On recommence ainsi une troisième fois. En tout on fait tourner la volaille 9 fois.
- On n’a pas l’obligation de faire tourner la volaille soi-même, une tierce personne peut nous aider.
Dans de nombreuses communautés, on a l’habitude de procéder à l’abattage rituel (Shé’hita) des volailles sur place, juste après les « Kapparotes » par l’intermédiaire d’un abatteur rituel certifié (Sho’hète) sous supervision rabbinique.
Il y a un commandement de recouvrir le sang de la Shé’hita avec de la terre et de dire la bénédiction : « Béni sois-Tu … qui nous a sanctifiés par ses commandements et nous a ordonné le recouvrement du sang dans la terre ».

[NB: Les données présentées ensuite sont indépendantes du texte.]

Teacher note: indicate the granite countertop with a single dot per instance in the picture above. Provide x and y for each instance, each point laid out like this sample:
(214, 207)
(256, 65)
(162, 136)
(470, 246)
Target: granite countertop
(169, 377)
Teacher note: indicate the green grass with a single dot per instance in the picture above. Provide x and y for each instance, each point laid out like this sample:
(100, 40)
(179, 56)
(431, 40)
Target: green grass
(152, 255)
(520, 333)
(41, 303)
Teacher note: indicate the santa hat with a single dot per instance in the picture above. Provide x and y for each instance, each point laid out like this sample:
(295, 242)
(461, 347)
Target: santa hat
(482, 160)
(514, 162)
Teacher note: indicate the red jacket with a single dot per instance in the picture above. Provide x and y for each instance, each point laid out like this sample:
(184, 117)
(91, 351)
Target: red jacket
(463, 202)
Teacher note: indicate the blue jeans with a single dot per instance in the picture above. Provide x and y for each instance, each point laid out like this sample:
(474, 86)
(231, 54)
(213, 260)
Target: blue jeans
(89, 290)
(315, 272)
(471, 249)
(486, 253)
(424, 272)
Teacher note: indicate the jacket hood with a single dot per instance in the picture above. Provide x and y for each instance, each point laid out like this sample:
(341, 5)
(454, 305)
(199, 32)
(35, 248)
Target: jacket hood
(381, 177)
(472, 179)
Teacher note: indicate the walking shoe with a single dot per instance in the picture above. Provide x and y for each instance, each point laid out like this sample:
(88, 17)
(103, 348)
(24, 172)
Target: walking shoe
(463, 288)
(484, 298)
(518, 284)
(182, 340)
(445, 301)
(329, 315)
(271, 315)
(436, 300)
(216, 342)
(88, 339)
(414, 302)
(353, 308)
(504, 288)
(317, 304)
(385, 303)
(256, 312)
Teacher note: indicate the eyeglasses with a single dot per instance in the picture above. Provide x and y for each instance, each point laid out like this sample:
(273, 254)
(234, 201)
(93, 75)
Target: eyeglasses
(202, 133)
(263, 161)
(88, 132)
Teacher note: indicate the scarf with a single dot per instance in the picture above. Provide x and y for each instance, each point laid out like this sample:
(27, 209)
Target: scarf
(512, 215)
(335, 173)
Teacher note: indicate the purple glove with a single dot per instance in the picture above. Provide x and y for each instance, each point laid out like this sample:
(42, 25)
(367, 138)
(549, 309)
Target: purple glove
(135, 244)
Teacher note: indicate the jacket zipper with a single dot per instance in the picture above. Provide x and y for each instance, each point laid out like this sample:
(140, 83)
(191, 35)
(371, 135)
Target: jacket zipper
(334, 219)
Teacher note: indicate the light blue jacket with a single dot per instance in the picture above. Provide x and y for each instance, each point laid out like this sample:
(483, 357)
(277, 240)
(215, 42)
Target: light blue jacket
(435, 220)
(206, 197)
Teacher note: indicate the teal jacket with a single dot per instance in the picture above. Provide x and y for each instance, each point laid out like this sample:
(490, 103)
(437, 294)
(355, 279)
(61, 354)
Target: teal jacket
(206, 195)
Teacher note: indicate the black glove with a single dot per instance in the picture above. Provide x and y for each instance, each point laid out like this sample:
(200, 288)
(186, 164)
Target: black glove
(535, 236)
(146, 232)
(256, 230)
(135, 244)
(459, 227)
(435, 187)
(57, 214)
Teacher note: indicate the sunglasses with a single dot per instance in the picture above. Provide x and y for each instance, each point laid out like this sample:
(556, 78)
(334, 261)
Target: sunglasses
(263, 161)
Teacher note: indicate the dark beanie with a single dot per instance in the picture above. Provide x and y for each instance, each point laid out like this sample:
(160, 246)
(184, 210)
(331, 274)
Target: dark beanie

Ensuite, les bêtes sont nettoyées et cashérisées et on les offre à des familles démunies.
La coutume des Kapparotes est actuellement pratiquée dans toutes les villes d’Israël et de nombreuses synagogues organisent une cérémonie de Kapparotes en commun afin de réduire les dépenses et la fatigue
Afin de savoir quel est le lieu le plus proche de chez vous où se tient cette cérémonie, vous pouvez contacter votre administration religieuse locale.
Les « Kapparotes » avec de l’argent
On peut aussi effectuer la coutume des « Kapparotes » avec de l’argent. Pour cela, il y a lieu de prendre une somme symbolique d’argent appelée : « Pydione Kapparotes – Rachat des Kapparotes ».
On dit les versets des Kapparotes et on tourne l’argent 3 fois au-dessus de sa tête, comme la coutume d’origine. Cependant au lieu de dire « Cette volaille ira à la mort », on dit « Cet argent ira à la charité ».
Après la cérémonie, on donne l’argent à des pauvres ou à des organismes de charité.